Say we have $F(x+h) = F(x) + hf(x) + \frac{h^2}{2}f'(x) + \frac{h^3}{6}f''(x) + \frac{h^4}{24}f'''(\xi)$ and when we differentiate we get $f(x+h) = f(x) + hf'(x) + \frac{h^2}{2}f''(x) + \frac{h^3}{6}f'''(x)$, but we expect a remainder for this aswell. Is there a correlation between the remainder $\xi$ from $F(x+h)$ and the missing remainder $f(x)$?
Will $f(x+h) = f(x) + hf'(x) + \frac{h^2}{2}f''(x) + \frac{h^3}{6}f'''(x) + \frac{h^4}{24}f''''(\xi)$ or will this be another number at the place for $\xi$.
No, these numbers will be, in the general case, be close, but not equal.
The remainder of the Taylor series expansion for $F(x+h)$ starts with $$ \frac{h^4}{24}f'''(x)+\frac{h^5}{5!}f^{(4)}(x)+O(h^6) = \frac{h^4}{4!}\left(f'''(x)+\frac{h}{5}f^{(4)}(x)+O(h^2)\right) $$ This can now be interpreted as Taylor expansion of $f'''$, $$ \frac{h^4}{4!}f'''\left(x+\frac{h}{5}+O(h^2)\right)+O(h^6), $$ and this midpoint estimate contains no reference to the expanded function.
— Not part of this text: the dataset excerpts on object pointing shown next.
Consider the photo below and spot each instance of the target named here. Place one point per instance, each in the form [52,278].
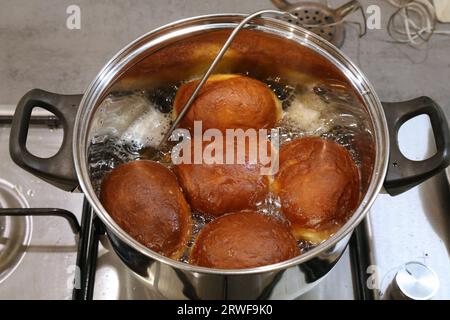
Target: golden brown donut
[145,200]
[229,101]
[318,185]
[241,240]
[215,189]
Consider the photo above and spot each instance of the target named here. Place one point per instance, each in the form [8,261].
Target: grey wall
[37,50]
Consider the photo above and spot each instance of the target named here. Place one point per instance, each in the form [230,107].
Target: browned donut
[243,240]
[145,200]
[318,185]
[216,189]
[229,101]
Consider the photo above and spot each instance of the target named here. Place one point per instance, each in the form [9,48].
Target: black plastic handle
[59,169]
[403,173]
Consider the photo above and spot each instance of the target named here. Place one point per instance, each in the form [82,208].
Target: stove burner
[15,232]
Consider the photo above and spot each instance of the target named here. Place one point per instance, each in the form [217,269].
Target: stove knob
[415,281]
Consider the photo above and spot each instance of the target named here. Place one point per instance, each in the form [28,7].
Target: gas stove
[44,254]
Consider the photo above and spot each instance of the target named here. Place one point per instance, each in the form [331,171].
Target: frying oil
[129,125]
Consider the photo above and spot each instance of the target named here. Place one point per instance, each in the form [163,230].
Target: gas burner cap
[15,232]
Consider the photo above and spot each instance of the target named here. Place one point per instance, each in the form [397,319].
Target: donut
[146,201]
[242,240]
[318,185]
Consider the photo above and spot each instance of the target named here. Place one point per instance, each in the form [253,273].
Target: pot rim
[114,68]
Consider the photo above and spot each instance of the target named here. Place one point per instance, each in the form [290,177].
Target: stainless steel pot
[183,50]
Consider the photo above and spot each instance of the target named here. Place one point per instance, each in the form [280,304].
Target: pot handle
[59,169]
[402,173]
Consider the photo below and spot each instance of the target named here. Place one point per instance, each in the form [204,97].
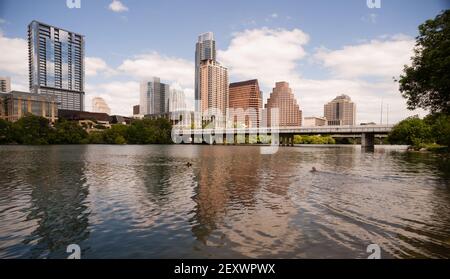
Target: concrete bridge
[283,136]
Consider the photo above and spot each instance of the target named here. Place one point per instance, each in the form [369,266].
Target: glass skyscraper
[154,96]
[205,50]
[56,64]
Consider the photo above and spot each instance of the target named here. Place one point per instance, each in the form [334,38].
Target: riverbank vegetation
[426,85]
[35,130]
[431,133]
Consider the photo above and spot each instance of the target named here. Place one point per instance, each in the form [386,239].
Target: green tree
[440,127]
[411,131]
[33,130]
[426,83]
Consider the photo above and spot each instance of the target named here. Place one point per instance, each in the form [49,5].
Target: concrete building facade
[245,103]
[341,111]
[315,121]
[283,99]
[205,49]
[99,105]
[5,84]
[56,64]
[213,88]
[15,104]
[176,101]
[153,96]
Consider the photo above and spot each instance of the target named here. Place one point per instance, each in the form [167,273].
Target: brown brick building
[245,103]
[282,98]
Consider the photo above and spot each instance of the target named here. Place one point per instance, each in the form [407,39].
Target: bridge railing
[383,129]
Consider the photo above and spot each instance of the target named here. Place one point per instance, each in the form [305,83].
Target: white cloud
[14,61]
[267,54]
[117,6]
[383,57]
[170,69]
[274,55]
[95,65]
[371,18]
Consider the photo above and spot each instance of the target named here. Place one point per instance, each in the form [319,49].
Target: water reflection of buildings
[223,186]
[58,202]
[243,203]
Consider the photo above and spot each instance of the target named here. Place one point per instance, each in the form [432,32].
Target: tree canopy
[35,130]
[426,83]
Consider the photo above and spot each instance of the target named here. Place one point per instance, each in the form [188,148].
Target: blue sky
[321,34]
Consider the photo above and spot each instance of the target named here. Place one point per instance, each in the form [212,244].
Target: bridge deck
[325,130]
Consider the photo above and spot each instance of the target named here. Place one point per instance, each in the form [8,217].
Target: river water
[234,202]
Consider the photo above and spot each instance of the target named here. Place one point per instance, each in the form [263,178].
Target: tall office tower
[5,84]
[245,98]
[177,101]
[56,64]
[205,50]
[99,105]
[213,87]
[283,99]
[154,96]
[340,111]
[136,110]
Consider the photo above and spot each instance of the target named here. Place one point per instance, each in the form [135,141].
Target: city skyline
[317,67]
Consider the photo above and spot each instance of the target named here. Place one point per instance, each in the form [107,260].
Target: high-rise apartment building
[56,64]
[99,105]
[5,84]
[245,103]
[136,110]
[154,96]
[176,101]
[340,111]
[283,99]
[213,87]
[205,50]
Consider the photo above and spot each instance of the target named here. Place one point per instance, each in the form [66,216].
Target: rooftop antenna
[381,114]
[387,116]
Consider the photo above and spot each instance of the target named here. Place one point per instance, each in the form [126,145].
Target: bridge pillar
[368,141]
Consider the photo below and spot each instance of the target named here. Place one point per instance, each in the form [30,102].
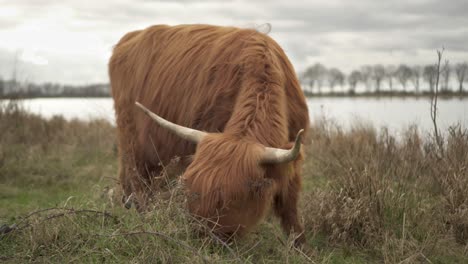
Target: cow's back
[189,75]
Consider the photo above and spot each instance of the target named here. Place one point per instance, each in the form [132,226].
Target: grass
[368,198]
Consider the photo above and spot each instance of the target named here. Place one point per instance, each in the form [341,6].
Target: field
[368,197]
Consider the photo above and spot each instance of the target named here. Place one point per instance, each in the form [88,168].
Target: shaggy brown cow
[239,87]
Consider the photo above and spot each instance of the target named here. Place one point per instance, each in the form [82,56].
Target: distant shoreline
[442,94]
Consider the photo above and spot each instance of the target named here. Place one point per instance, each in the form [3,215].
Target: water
[394,113]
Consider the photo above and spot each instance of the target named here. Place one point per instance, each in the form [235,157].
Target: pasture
[367,197]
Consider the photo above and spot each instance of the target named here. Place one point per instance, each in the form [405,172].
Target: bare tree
[438,69]
[446,77]
[378,73]
[390,71]
[429,74]
[416,72]
[366,74]
[335,76]
[353,79]
[315,75]
[403,74]
[461,70]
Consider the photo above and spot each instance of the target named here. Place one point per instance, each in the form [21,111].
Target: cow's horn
[275,155]
[189,134]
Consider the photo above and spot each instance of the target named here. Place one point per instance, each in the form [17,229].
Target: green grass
[361,189]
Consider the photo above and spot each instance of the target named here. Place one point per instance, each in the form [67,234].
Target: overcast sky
[71,41]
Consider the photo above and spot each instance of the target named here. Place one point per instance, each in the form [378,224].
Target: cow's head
[229,172]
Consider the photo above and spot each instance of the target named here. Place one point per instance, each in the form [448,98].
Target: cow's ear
[187,160]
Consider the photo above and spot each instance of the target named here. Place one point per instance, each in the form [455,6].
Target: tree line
[15,89]
[376,77]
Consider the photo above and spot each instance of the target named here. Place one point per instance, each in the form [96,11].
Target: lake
[395,113]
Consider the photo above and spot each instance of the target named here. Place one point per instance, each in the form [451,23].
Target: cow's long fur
[236,84]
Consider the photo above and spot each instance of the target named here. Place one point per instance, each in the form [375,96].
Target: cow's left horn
[189,134]
[275,155]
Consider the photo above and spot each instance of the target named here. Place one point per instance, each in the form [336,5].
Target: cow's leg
[132,175]
[286,203]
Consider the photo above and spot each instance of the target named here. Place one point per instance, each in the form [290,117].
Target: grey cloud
[305,29]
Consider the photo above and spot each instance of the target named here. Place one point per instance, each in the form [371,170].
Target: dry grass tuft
[368,197]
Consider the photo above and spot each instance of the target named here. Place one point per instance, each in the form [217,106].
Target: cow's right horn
[189,134]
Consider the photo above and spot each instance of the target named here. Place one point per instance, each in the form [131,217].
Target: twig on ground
[161,235]
[24,224]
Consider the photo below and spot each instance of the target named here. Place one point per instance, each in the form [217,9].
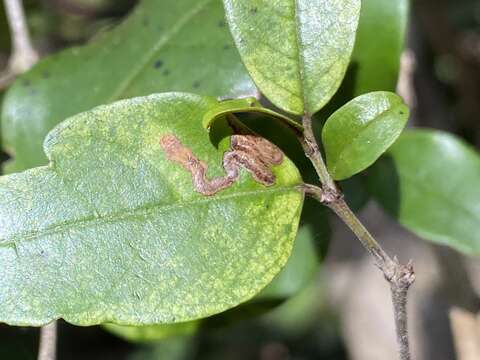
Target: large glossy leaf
[362,130]
[113,230]
[297,51]
[298,273]
[430,181]
[179,45]
[379,44]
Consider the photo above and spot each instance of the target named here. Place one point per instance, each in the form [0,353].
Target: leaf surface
[115,230]
[181,45]
[360,131]
[379,45]
[297,51]
[429,180]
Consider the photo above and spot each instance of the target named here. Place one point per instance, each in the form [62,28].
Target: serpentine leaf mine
[252,152]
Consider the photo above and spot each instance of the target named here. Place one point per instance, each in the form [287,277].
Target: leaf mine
[251,152]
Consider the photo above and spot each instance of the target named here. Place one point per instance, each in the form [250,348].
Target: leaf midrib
[139,211]
[124,85]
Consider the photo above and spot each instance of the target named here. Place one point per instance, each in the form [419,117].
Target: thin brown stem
[48,342]
[311,149]
[23,54]
[400,277]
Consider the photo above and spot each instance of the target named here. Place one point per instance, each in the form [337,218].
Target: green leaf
[246,105]
[379,44]
[152,333]
[181,45]
[362,130]
[429,181]
[115,229]
[299,272]
[297,51]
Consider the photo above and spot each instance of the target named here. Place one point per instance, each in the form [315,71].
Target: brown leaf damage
[251,152]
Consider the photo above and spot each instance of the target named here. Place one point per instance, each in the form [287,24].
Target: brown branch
[48,342]
[23,55]
[400,277]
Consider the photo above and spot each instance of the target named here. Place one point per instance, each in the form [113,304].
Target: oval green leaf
[429,180]
[113,230]
[360,131]
[181,45]
[297,51]
[379,45]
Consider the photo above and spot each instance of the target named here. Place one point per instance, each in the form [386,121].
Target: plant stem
[23,55]
[48,342]
[400,277]
[311,149]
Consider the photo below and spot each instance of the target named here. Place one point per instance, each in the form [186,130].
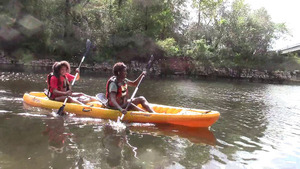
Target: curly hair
[118,67]
[58,65]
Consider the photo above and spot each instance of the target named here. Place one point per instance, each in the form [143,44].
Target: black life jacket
[121,92]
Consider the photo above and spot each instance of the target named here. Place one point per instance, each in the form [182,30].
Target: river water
[258,127]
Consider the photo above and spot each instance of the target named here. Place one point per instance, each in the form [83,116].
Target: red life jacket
[121,92]
[65,82]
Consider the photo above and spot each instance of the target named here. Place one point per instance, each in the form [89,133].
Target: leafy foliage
[224,34]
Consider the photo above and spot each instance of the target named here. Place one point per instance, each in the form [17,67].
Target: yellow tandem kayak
[165,114]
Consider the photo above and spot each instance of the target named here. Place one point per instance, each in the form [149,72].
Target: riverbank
[164,68]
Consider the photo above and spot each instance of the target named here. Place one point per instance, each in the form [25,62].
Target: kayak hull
[165,114]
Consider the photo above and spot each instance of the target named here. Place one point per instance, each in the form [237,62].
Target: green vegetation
[225,34]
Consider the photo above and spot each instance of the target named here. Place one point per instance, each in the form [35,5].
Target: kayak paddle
[137,87]
[88,46]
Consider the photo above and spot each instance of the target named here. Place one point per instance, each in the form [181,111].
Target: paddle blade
[150,62]
[88,46]
[102,98]
[61,110]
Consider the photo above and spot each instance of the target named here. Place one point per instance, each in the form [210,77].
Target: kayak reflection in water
[117,91]
[55,131]
[59,87]
[113,143]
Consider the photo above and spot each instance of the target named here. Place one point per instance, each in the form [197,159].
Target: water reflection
[55,130]
[258,127]
[194,135]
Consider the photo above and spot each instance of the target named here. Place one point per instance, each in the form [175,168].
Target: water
[258,128]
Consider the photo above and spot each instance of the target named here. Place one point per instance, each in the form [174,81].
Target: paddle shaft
[132,96]
[88,45]
[73,82]
[137,87]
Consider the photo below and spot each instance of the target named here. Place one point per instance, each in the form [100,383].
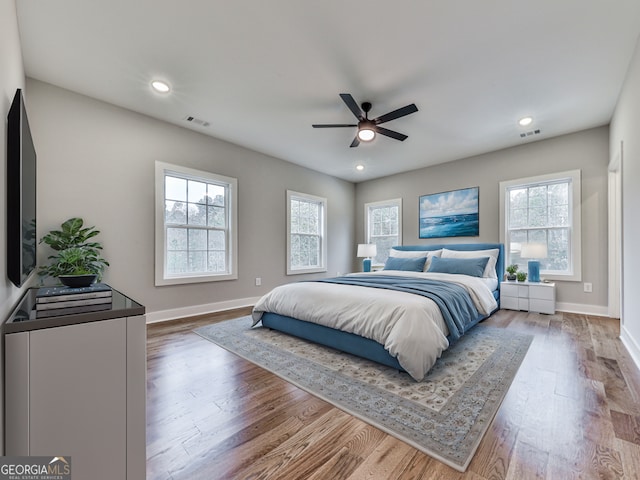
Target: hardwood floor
[573,411]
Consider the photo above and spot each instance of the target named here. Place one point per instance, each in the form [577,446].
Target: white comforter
[410,327]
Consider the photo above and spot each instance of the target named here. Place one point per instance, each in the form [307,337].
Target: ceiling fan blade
[353,106]
[333,125]
[390,133]
[401,112]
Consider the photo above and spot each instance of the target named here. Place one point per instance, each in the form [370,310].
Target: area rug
[445,415]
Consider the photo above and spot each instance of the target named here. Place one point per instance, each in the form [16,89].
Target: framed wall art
[450,214]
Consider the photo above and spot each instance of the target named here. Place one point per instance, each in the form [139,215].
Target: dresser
[528,296]
[75,385]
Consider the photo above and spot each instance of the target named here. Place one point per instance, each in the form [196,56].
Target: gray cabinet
[79,390]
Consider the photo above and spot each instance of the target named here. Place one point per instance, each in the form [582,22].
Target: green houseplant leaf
[76,255]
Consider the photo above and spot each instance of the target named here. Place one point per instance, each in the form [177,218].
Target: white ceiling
[261,72]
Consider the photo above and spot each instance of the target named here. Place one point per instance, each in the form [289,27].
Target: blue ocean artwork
[450,214]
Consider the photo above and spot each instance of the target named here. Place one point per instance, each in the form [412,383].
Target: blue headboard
[463,246]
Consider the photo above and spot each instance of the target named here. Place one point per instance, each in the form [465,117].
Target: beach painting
[450,214]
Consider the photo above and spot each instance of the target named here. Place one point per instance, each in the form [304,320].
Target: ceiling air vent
[530,134]
[197,121]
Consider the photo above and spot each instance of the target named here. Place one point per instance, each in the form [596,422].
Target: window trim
[323,236]
[161,278]
[575,243]
[391,202]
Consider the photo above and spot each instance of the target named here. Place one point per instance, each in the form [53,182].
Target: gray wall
[11,77]
[96,161]
[587,150]
[624,128]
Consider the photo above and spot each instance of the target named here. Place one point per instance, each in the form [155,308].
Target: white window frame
[574,272]
[368,208]
[322,267]
[161,276]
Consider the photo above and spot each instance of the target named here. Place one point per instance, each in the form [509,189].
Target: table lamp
[366,250]
[534,251]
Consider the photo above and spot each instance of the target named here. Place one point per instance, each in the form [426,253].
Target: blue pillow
[405,264]
[462,266]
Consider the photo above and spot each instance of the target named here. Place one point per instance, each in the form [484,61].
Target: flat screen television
[21,194]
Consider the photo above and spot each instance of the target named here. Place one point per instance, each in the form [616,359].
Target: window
[306,233]
[544,210]
[196,219]
[383,227]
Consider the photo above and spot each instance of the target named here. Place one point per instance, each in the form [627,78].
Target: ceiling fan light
[366,134]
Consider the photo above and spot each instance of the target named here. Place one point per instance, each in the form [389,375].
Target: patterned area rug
[445,415]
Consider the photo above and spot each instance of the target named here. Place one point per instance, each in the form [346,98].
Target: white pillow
[490,269]
[416,254]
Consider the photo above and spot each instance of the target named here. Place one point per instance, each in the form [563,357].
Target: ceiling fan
[367,128]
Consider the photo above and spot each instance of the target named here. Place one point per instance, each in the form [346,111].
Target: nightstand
[529,296]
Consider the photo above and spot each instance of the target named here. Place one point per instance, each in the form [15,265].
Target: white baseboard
[190,311]
[630,344]
[584,309]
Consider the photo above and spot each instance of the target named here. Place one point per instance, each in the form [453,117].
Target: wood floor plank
[573,411]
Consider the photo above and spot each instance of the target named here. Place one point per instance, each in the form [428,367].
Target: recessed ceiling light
[524,121]
[160,86]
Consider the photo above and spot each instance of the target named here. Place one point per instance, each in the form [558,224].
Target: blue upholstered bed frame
[365,347]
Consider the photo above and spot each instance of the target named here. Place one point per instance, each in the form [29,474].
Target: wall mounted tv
[21,194]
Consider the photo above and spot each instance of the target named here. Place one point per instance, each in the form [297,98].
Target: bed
[402,316]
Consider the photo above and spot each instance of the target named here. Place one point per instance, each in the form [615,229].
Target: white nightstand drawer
[543,292]
[528,296]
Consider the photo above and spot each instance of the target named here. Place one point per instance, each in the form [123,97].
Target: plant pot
[77,281]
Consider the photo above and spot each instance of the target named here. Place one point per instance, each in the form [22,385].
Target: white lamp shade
[366,134]
[533,250]
[367,250]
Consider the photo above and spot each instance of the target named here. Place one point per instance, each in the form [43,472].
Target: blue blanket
[457,308]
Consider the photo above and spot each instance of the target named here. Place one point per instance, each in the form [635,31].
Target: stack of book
[56,301]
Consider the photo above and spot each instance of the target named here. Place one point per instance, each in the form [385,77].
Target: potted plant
[77,261]
[511,272]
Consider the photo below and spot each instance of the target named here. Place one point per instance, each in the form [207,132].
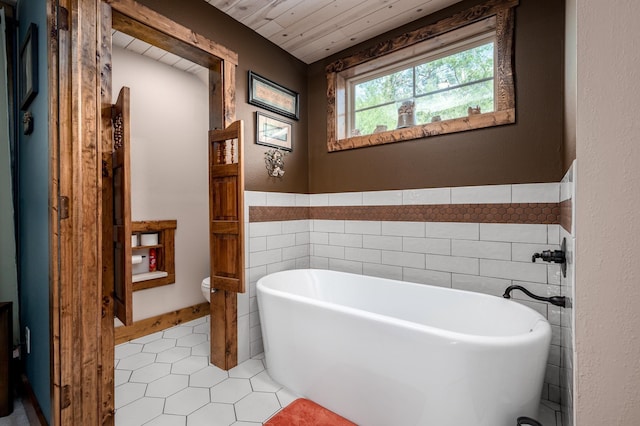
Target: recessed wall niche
[169,170]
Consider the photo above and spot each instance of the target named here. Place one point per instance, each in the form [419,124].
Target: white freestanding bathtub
[392,353]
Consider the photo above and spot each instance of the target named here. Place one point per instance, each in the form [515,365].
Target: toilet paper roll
[149,239]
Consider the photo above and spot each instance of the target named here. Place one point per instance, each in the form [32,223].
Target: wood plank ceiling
[314,29]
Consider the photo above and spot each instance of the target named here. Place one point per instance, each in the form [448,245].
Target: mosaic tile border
[520,213]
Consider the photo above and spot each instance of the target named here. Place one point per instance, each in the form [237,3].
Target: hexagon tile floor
[165,379]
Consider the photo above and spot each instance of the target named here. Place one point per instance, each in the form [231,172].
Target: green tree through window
[442,88]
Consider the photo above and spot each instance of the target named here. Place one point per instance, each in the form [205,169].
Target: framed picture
[29,67]
[273,132]
[269,95]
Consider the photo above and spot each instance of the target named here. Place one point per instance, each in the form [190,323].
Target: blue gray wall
[34,229]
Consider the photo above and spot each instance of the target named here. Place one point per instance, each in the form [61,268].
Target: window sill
[472,122]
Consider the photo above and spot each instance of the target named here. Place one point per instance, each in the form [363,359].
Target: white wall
[607,371]
[169,169]
[481,257]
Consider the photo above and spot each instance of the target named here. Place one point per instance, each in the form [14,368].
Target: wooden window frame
[505,103]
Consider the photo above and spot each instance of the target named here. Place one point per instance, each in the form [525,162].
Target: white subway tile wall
[482,257]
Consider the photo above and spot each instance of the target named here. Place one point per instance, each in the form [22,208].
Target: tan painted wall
[607,301]
[570,85]
[528,151]
[263,57]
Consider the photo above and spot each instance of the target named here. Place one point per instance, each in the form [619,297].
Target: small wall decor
[29,67]
[273,132]
[274,162]
[405,114]
[269,95]
[474,110]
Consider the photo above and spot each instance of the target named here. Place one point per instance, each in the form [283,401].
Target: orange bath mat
[303,412]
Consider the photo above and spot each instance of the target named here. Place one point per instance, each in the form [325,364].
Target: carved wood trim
[154,28]
[337,139]
[160,322]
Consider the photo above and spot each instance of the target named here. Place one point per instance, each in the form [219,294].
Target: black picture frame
[29,67]
[273,132]
[273,97]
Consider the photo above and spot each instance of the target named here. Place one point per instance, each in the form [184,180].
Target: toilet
[206,289]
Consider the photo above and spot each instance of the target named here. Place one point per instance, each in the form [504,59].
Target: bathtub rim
[541,328]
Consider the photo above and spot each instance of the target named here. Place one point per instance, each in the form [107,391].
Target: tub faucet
[554,300]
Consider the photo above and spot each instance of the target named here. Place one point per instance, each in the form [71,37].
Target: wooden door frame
[81,308]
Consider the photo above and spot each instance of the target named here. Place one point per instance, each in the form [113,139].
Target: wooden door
[121,168]
[226,240]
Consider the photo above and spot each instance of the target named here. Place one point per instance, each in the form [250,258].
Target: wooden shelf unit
[165,250]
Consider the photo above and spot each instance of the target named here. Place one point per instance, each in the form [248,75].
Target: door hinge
[65,396]
[62,21]
[63,207]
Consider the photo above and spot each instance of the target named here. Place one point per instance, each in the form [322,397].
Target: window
[432,81]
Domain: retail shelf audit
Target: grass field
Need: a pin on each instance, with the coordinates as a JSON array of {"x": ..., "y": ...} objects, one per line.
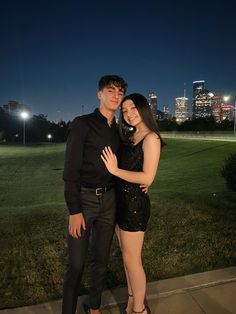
[{"x": 192, "y": 227}]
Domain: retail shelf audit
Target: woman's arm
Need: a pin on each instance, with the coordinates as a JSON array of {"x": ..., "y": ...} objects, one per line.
[{"x": 151, "y": 151}]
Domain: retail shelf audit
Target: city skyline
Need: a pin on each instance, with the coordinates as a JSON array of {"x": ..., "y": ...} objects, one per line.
[{"x": 54, "y": 52}]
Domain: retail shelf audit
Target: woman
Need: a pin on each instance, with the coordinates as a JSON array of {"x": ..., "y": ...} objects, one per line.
[{"x": 138, "y": 161}]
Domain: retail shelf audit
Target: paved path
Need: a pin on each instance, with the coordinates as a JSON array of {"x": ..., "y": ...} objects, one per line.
[{"x": 212, "y": 292}]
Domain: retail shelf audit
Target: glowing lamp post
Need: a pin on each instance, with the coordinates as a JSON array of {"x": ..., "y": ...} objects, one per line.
[{"x": 24, "y": 115}]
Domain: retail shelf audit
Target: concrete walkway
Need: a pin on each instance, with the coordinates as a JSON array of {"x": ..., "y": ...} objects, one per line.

So the midpoints will be the same up to $O(h^2)$. But when including the next term this reduction gives $$ \frac{h^4}{4!}f'''\left(x+\frac{h}{5}\right) +\left(\frac{h^6}{6!}-\frac{h^6}{50\cdot 4!}\right)f^{(5)}(x)+O(h^7) =\frac{h^4}{4!}f'''\left(x+\frac{h}{5}+\frac{h^2}{75}\frac{f^{(5)}(x)}{f^{(4)}(x)}\right)+O(h^7) $$ This now clearly depends on $f$ and its derivatives, so replacing $F$ with $f$ will in general give a different midpoint.